Sustaining retirement income has been a hot topic among advisors since the publication of Bill Bengen’s original 1994 research on safe portfolio withdrawal rates. The debate over income modeling approaches, portfolio construction and withdrawal rates continues and Wade Pfau, Ph.D., CFA, is one of leading researchers in the field. Pfau is a professor of Retirement Income in the Ph.D. program for Financial and Retirement Planning at The American College in Bryn Mawr, Pennsylvania, and I recently asked him for his thoughts on some of the key discussions in retirement income planning today.
Safe or Sorry?
There are two distinct schools of thought on retirement income planning emerging, Pfau says. He explains the difference with an example. Imaging that an advisor runs a Monte Carlo simulation that shows a client’s retirement plan has a 90 percent chance of success. (Success is defined as the client not running out of money during his or her lifetime.)

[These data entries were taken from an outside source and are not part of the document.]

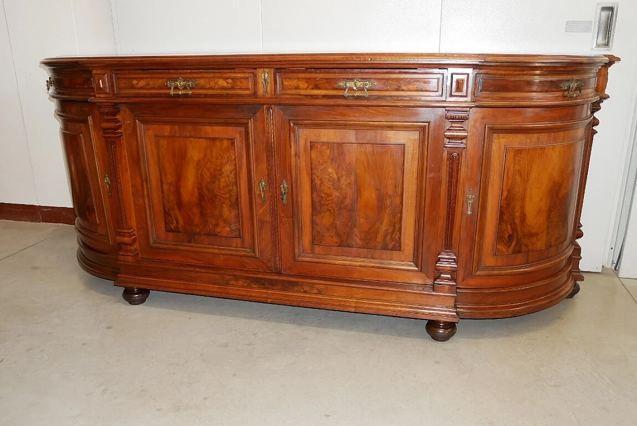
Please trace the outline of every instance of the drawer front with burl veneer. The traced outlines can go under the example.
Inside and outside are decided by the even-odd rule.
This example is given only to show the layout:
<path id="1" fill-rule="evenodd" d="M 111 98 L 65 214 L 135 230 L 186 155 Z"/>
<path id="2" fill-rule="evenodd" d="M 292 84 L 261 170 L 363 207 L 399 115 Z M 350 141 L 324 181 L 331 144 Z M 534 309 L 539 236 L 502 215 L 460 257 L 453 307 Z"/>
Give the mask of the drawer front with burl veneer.
<path id="1" fill-rule="evenodd" d="M 120 71 L 115 96 L 256 97 L 257 71 Z"/>
<path id="2" fill-rule="evenodd" d="M 589 102 L 596 96 L 595 75 L 573 76 L 528 74 L 487 74 L 476 76 L 474 99 L 480 104 L 502 101 L 543 103 Z"/>
<path id="3" fill-rule="evenodd" d="M 445 69 L 279 69 L 276 97 L 445 99 Z"/>

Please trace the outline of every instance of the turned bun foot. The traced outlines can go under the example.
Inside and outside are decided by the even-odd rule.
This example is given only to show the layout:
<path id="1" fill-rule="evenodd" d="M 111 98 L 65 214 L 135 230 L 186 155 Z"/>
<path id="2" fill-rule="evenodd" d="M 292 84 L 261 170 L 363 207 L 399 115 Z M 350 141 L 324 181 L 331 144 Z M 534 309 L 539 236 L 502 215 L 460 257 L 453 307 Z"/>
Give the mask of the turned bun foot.
<path id="1" fill-rule="evenodd" d="M 146 301 L 150 294 L 150 290 L 137 287 L 124 287 L 122 297 L 132 305 L 141 305 Z"/>
<path id="2" fill-rule="evenodd" d="M 437 342 L 446 342 L 455 334 L 455 322 L 429 320 L 425 327 L 427 333 Z"/>
<path id="3" fill-rule="evenodd" d="M 575 283 L 573 285 L 573 290 L 571 290 L 571 292 L 569 294 L 569 295 L 566 296 L 566 299 L 573 299 L 573 297 L 579 292 L 580 292 L 580 283 L 576 281 Z"/>

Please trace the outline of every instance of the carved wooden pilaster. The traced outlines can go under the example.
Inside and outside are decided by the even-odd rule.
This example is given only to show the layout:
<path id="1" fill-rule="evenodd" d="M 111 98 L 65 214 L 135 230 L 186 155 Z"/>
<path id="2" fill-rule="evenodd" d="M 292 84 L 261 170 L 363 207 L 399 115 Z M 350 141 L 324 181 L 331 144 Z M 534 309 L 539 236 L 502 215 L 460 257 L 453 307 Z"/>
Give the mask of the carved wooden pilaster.
<path id="1" fill-rule="evenodd" d="M 114 183 L 114 195 L 117 200 L 118 215 L 118 227 L 115 241 L 119 245 L 119 260 L 123 262 L 134 262 L 139 258 L 137 246 L 137 235 L 131 226 L 126 213 L 126 204 L 122 187 L 122 173 L 120 169 L 119 152 L 122 146 L 122 122 L 118 117 L 119 107 L 117 105 L 101 105 L 99 113 L 102 115 L 101 127 L 102 137 L 106 143 L 108 162 L 110 166 L 111 181 Z"/>
<path id="2" fill-rule="evenodd" d="M 583 167 L 582 167 L 582 179 L 580 181 L 580 190 L 577 195 L 577 209 L 575 213 L 575 220 L 577 225 L 575 227 L 573 239 L 573 253 L 571 255 L 571 272 L 573 274 L 573 280 L 575 281 L 583 281 L 584 276 L 582 274 L 580 269 L 580 261 L 582 260 L 582 247 L 577 240 L 584 236 L 584 232 L 582 230 L 582 206 L 584 201 L 584 190 L 586 188 L 586 177 L 589 173 L 589 164 L 590 161 L 590 151 L 592 149 L 593 138 L 597 134 L 597 130 L 595 127 L 599 124 L 599 120 L 595 114 L 601 110 L 601 104 L 610 97 L 606 94 L 606 85 L 608 81 L 608 68 L 615 62 L 619 60 L 619 58 L 612 55 L 607 55 L 608 62 L 602 66 L 598 73 L 597 85 L 595 88 L 596 92 L 599 94 L 599 99 L 594 102 L 590 106 L 590 113 L 593 115 L 592 120 L 590 122 L 590 131 L 589 134 L 588 140 L 586 141 L 586 145 L 584 148 L 584 156 L 582 159 Z M 569 295 L 572 297 L 579 291 L 579 285 L 575 285 L 573 292 Z"/>
<path id="3" fill-rule="evenodd" d="M 447 208 L 445 211 L 444 247 L 438 253 L 436 261 L 437 275 L 434 280 L 434 290 L 455 294 L 455 274 L 458 258 L 454 251 L 455 211 L 458 193 L 458 180 L 466 139 L 469 133 L 464 122 L 469 120 L 468 108 L 447 108 L 446 120 L 449 127 L 445 131 L 445 148 L 447 163 Z"/>
<path id="4" fill-rule="evenodd" d="M 265 83 L 264 83 L 265 84 Z M 271 106 L 266 108 L 266 132 L 268 138 L 268 146 L 269 155 L 268 156 L 268 169 L 269 171 L 269 181 L 276 182 L 276 150 L 275 148 L 275 113 Z M 274 202 L 270 203 L 270 215 L 272 223 L 278 223 L 278 209 Z M 273 268 L 275 271 L 280 272 L 281 249 L 279 241 L 279 229 L 278 226 L 272 227 L 272 241 L 274 243 L 274 252 L 273 253 Z"/>

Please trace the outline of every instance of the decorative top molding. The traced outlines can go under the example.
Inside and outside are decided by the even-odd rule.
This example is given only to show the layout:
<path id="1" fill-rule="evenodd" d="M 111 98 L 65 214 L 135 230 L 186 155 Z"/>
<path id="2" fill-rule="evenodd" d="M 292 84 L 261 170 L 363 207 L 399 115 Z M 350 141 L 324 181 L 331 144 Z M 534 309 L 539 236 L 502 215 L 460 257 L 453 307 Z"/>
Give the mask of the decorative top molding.
<path id="1" fill-rule="evenodd" d="M 451 123 L 445 131 L 445 146 L 446 148 L 467 147 L 465 140 L 469 136 L 469 132 L 462 124 L 469 120 L 469 108 L 447 109 L 445 118 Z"/>

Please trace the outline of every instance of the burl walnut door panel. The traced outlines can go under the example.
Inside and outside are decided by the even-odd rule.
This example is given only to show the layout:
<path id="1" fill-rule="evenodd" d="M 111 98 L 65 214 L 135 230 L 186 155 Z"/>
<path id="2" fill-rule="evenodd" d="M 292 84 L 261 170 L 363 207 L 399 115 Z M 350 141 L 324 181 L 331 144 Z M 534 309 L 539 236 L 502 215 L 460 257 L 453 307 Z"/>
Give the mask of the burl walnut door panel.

That result would satisfy an advisor (and client) comfortable with a “probability based” approach, says Pfau. While the client might have to make some changes if the portfolio encountered problems, the advisor would still be confident about the plan’s likelihood of success.
In contrast, an advisor or client taking a “safety first” approach would not accept the same 10 percent risk of failure. In other words, a safety-first advisor or client could not tolerate a chance of failure, even at the relatively low 10 percent level. “You can’t allow that to happen,” Pfau says. “For basic spending needs you have to have no chance for failure.”